The entrepreneur took advantage of having one of the first corn pickers in the area by hiring out to the farmers to pick their corn.
He was always a sports enthusiast. With a few partners, he bought a go-cart track near Jamestown, in Stillwater, in 1962.
“We paved the track, which was a big mistake because mothers didn’t want their kids driving 50 mph.”
He was a licensed umpire of softball and baseball, retiring at the age of 84, but then returned to ump his great-grandson’s games for two more years. He was a pitcher in a softball league in Erie until he was 70.
“They would tease the younger men saying, ‘if Old Man Schulz can, you can.'”
He was one of the first Emergency Medical Technicians with the Ellington Fire Department and was a Red Cross volunteer teaching CPR and First Aid to several area departments.
The couple rode a Honda 1300 until three years ago.
“It got to the point where it got too heavy for us. When it went down, we couldn’t pick it up.
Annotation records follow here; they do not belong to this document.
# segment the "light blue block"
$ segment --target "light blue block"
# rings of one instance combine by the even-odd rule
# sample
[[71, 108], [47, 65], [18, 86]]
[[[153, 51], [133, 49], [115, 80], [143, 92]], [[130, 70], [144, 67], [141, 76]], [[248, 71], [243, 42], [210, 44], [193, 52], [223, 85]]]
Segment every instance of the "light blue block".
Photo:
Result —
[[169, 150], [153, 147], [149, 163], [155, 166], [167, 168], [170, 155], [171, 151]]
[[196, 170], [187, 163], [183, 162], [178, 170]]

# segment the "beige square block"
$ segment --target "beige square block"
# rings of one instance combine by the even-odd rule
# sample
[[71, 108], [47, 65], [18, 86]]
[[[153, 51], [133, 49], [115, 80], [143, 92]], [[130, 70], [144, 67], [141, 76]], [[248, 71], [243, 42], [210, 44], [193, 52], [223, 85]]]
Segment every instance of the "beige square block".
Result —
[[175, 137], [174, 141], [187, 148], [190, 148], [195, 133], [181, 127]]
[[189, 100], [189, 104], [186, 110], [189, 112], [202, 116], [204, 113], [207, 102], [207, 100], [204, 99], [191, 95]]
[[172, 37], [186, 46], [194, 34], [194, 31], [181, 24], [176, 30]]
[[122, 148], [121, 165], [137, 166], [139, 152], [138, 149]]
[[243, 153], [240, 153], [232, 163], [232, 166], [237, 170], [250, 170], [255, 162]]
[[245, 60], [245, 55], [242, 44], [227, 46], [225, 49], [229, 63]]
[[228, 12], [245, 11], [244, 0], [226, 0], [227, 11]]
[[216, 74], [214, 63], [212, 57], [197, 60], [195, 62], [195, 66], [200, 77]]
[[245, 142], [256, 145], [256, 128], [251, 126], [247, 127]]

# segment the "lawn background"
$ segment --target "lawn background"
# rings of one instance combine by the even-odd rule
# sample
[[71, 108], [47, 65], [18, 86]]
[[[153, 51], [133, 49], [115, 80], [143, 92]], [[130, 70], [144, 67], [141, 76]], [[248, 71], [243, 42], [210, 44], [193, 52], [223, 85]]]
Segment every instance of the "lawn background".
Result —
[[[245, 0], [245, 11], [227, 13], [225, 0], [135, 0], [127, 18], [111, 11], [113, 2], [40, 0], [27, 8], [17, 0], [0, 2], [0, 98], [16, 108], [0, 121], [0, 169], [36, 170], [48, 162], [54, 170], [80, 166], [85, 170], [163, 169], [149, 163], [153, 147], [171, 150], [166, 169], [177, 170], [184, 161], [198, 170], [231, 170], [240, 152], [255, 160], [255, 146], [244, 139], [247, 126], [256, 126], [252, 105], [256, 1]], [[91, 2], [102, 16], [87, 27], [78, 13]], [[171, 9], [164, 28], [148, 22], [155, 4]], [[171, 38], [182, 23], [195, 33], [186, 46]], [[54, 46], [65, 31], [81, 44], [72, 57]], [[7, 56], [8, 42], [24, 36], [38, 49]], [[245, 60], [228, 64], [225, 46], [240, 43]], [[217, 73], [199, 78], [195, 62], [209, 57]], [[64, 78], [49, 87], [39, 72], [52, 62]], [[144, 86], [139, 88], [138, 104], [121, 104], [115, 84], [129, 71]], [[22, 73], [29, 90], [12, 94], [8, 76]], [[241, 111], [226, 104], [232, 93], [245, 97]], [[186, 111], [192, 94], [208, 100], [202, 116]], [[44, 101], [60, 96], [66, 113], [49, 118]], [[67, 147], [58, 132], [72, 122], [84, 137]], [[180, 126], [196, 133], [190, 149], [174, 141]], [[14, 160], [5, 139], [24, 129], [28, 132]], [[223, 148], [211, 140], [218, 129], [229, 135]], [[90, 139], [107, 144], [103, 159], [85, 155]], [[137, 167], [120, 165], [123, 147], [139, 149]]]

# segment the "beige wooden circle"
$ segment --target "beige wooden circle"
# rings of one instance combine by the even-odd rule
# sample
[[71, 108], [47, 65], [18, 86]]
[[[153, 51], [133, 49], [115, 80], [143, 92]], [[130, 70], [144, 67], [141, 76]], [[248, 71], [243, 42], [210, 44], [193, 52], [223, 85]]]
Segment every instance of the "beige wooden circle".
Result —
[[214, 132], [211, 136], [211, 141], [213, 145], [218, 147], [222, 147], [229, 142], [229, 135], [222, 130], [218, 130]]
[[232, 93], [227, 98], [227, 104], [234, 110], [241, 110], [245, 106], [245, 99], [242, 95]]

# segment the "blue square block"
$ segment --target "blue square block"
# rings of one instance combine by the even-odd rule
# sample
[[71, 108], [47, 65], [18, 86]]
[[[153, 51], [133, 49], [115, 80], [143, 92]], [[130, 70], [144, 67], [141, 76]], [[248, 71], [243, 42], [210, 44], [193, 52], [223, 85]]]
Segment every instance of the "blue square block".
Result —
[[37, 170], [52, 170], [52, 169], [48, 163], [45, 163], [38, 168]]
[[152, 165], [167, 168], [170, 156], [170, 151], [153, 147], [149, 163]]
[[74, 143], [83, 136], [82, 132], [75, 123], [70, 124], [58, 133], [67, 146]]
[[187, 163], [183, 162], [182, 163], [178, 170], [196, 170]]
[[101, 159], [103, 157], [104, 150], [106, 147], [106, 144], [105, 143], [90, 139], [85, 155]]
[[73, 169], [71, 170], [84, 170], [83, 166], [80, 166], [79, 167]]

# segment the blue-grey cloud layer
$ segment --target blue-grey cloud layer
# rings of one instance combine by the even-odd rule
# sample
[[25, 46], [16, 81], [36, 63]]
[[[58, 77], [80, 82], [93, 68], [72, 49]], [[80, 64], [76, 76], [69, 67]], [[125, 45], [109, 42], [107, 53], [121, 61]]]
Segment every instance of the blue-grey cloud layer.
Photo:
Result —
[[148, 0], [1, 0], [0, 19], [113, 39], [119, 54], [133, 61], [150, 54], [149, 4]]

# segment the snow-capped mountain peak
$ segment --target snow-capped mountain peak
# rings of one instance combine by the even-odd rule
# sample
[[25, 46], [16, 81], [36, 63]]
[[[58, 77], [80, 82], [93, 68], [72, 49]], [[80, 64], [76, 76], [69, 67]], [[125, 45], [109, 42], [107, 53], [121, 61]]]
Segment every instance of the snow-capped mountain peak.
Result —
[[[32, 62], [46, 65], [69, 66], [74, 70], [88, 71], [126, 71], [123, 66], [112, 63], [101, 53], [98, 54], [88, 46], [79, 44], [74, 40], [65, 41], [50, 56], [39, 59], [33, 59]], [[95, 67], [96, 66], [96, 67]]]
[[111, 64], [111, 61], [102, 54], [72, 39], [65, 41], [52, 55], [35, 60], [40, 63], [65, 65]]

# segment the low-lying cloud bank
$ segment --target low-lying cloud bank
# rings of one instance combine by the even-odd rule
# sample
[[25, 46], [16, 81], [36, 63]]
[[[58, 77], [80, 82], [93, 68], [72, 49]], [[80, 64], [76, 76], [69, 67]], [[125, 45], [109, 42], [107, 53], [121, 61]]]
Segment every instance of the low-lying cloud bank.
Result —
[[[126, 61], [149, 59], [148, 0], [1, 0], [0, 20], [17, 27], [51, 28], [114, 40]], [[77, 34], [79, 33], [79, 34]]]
The nonagenarian still drives his trucks, but not after dark. They will be planting their annual garden at their camp, but admit they are downsizing a little this year, planting for a yield of 25 pounds of potatoes rather than the usual 50 pounds. They’ll still plant tomatoes, peppers, carrots, beets, cucumbers, squash, pumpkins and sweet corn.
He has a high regard and sings the praises of Dr. Galo Grijalva who performed a three-and one-half hour surgery on him just a few months ago, when other doctors would not.
“He saved my life,” says Schulz.
“I couldn’t thank him enough,” says his wife. “We can go out.”
“I can eat,” says the 98-year old.
Mr. Schulz has six children, but sadly the three youngest are deceased.